- Cut the 3 sheets of fried bean curd in half and very carefully open the two sides of the sheet from the site of the cut, to make it look like an envelope without separating at the sides. Be very careful not to make any holes and separate only slightly.
- Put the sheets in a pot and bring to boil for 5 mins to extract excess oils.
- Strain the pot and then add 1 cup of water, as well as the sake, soy sauce and the sugar. Simmer for 20 mins. Let the contents of the pot cool.
- Wash the white rice and add the white and black rice to a rice cooker. Add one and a half cups of water to the rice and set to cook.
- Once the rice is cooked, while still hot, add the sushi vinegar and mix well and let it cool.
- Using the carrot, cut a few small flowers using a small knife. Do the same for the lotus root. Cut the cucumber to your liking and slice the radish thinly to garnish. Separate the edamame beans from the shell.
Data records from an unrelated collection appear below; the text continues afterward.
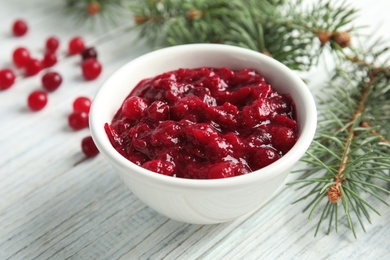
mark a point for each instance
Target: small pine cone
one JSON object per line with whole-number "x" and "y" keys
{"x": 195, "y": 15}
{"x": 140, "y": 19}
{"x": 334, "y": 193}
{"x": 343, "y": 39}
{"x": 93, "y": 8}
{"x": 324, "y": 37}
{"x": 267, "y": 53}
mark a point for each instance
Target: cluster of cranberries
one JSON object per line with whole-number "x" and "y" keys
{"x": 204, "y": 123}
{"x": 51, "y": 80}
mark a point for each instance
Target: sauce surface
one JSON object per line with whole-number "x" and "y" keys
{"x": 204, "y": 123}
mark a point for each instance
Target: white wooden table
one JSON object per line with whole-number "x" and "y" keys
{"x": 53, "y": 207}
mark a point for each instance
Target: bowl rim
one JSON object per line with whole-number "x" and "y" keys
{"x": 271, "y": 171}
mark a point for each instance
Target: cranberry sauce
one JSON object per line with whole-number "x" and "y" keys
{"x": 204, "y": 123}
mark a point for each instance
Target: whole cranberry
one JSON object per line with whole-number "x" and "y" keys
{"x": 133, "y": 108}
{"x": 7, "y": 78}
{"x": 51, "y": 81}
{"x": 91, "y": 69}
{"x": 76, "y": 45}
{"x": 32, "y": 67}
{"x": 20, "y": 56}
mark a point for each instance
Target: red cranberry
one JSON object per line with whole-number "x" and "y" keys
{"x": 19, "y": 27}
{"x": 7, "y": 78}
{"x": 37, "y": 100}
{"x": 52, "y": 44}
{"x": 133, "y": 108}
{"x": 82, "y": 104}
{"x": 204, "y": 123}
{"x": 78, "y": 120}
{"x": 20, "y": 56}
{"x": 32, "y": 67}
{"x": 264, "y": 156}
{"x": 76, "y": 45}
{"x": 157, "y": 111}
{"x": 51, "y": 81}
{"x": 88, "y": 147}
{"x": 89, "y": 53}
{"x": 49, "y": 59}
{"x": 91, "y": 69}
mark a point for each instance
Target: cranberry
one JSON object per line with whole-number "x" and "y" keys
{"x": 133, "y": 108}
{"x": 37, "y": 100}
{"x": 49, "y": 59}
{"x": 52, "y": 44}
{"x": 51, "y": 81}
{"x": 76, "y": 45}
{"x": 91, "y": 69}
{"x": 157, "y": 111}
{"x": 7, "y": 78}
{"x": 32, "y": 67}
{"x": 19, "y": 27}
{"x": 20, "y": 56}
{"x": 78, "y": 120}
{"x": 82, "y": 104}
{"x": 204, "y": 123}
{"x": 89, "y": 53}
{"x": 88, "y": 147}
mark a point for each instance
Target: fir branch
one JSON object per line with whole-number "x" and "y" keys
{"x": 355, "y": 96}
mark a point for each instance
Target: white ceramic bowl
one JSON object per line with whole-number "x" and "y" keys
{"x": 202, "y": 201}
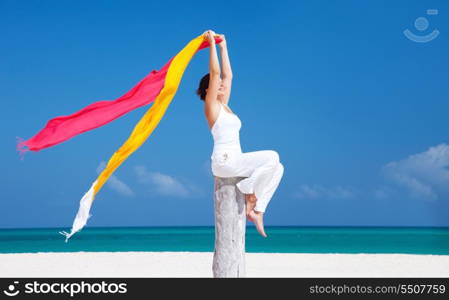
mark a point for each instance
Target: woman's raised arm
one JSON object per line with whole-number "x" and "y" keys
{"x": 214, "y": 69}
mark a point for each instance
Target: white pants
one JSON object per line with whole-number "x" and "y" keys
{"x": 262, "y": 169}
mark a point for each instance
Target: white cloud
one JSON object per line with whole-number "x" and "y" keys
{"x": 116, "y": 184}
{"x": 318, "y": 191}
{"x": 163, "y": 184}
{"x": 424, "y": 175}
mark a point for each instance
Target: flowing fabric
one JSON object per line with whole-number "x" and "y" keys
{"x": 159, "y": 86}
{"x": 97, "y": 114}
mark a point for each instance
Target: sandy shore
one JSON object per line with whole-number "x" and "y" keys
{"x": 199, "y": 264}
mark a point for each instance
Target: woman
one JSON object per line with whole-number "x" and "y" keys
{"x": 262, "y": 168}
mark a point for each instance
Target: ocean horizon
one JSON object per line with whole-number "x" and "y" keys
{"x": 281, "y": 239}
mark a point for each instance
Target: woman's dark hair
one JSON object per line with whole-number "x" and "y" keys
{"x": 204, "y": 84}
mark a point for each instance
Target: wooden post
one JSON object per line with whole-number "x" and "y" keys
{"x": 230, "y": 227}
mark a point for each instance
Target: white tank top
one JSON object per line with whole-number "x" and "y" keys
{"x": 226, "y": 131}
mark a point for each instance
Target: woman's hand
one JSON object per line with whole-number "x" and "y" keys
{"x": 209, "y": 34}
{"x": 223, "y": 42}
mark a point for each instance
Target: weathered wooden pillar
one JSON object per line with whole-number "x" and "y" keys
{"x": 230, "y": 227}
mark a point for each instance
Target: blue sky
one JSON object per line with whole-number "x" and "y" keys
{"x": 357, "y": 111}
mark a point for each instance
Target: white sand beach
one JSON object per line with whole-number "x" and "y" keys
{"x": 199, "y": 264}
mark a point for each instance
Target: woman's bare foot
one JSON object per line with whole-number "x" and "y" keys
{"x": 257, "y": 218}
{"x": 250, "y": 203}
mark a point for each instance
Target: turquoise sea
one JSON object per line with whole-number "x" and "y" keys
{"x": 201, "y": 239}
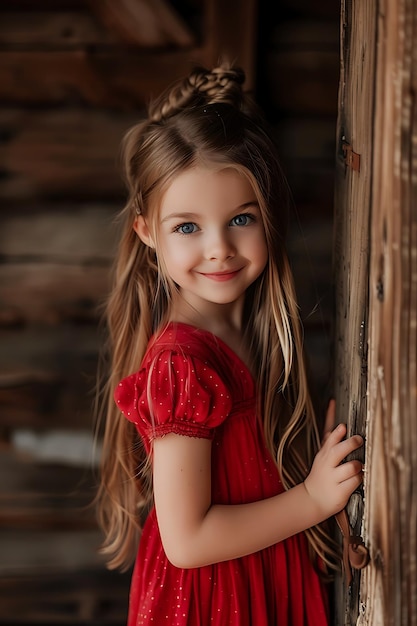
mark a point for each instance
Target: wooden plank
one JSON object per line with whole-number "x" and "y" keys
{"x": 51, "y": 29}
{"x": 46, "y": 495}
{"x": 64, "y": 550}
{"x": 61, "y": 154}
{"x": 307, "y": 82}
{"x": 77, "y": 233}
{"x": 388, "y": 593}
{"x": 51, "y": 292}
{"x": 48, "y": 376}
{"x": 351, "y": 245}
{"x": 153, "y": 23}
{"x": 106, "y": 78}
{"x": 80, "y": 596}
- Squeeze the excess stock from the fried bean curd sheet once it has cooled down and gently open each of the half sheets that were separated prior to boiling. Open them further to create a bag or pocket shape. Spoon the rice into each of the bags that you have created.
- Add the carrot, lotus root, scrambled egg, cucumber, edamame, and radish neatly across each of the parcels as you please. Additionally, use a teaspoon to add the desired amount of cod roe to the parcels.